In all these cases, resignations should be tabled forthwith.

But of all the wonders in the last two weeks, the A and W’s buffoon manager’s look-alike, Mayor Janyk took the cake. After seven whole years of taking money through taxes and donations to his causes from the only Resource Recovery Centre on the Coast, which he steadfastly ignored and contributed to its demise, the same Mayor declared this week he wanted a Resource Recovery Park in Gibsons, same as Pender Harbour might get – emphasis on “might get”. One can only surmise that this Resource Recovery Park will be better, because the last one cost the taxpayer nothing, but the new one may cost us between half a million and one million dollars.

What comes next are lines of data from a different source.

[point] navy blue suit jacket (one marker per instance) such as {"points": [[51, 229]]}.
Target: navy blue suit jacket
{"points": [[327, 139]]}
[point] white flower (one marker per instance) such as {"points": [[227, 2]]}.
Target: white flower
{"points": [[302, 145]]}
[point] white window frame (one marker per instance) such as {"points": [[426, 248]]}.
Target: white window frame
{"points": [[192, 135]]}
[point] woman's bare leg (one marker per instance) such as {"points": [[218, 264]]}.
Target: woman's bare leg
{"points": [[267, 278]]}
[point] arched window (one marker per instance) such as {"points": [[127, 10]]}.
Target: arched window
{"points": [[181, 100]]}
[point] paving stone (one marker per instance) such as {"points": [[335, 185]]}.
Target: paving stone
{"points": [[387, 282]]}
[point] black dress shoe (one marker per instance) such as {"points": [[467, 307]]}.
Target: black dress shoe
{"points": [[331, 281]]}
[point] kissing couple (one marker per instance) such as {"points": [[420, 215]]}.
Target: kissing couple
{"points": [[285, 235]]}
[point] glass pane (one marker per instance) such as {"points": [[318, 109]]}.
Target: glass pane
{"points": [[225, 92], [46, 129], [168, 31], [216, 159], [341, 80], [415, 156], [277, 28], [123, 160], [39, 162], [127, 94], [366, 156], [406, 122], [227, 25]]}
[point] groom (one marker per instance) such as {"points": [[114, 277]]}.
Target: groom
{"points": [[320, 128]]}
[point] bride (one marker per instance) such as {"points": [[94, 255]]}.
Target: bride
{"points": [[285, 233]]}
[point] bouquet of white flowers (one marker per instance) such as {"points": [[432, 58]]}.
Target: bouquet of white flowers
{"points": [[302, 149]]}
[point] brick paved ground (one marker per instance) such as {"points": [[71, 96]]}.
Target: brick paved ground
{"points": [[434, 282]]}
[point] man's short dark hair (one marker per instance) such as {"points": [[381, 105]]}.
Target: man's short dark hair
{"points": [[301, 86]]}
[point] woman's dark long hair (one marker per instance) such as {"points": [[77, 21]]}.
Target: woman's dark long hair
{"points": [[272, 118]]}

Other peoples’ money seems to make things very sustainable.

That’s the eroding “Path” to “Sustainable Starbucks,”... and let’s hope, to some “human resources recycling,” sooner than later.

 

 1. Donella Meadows, Jorgen Randers and Dennis Meadows (2004) Limits to Growth: the 30-Year Update. Chelsea Green, 257.

2. Limits to Growth: the 30-Year Update.

3. Paul Krugman (April 5, 2010). Building a Green Economy, New York Times Magazine.

4. Limits to Growth: the 30-Year Update. p.164.

5. On what is meant by “literacy” – see Chris Hedges (2009). Empire of Illusion: The End of Literacy and the Triumph of Spectacle. Knopf. 230pp.

6. Ogilvy and Mathers (03/31/2010). Sustainability is the New American Dream (2010 post-recession consumer study. Energy Bulletin.

7. Limits to Growth: the 30-Year Update. p.155.

8. Limits to Growth: the 30-Year Update. p.170.

9. Herman Daly (1990). “Towards some operational principles of sustainable development,” Ecological Economics 2: 1-6.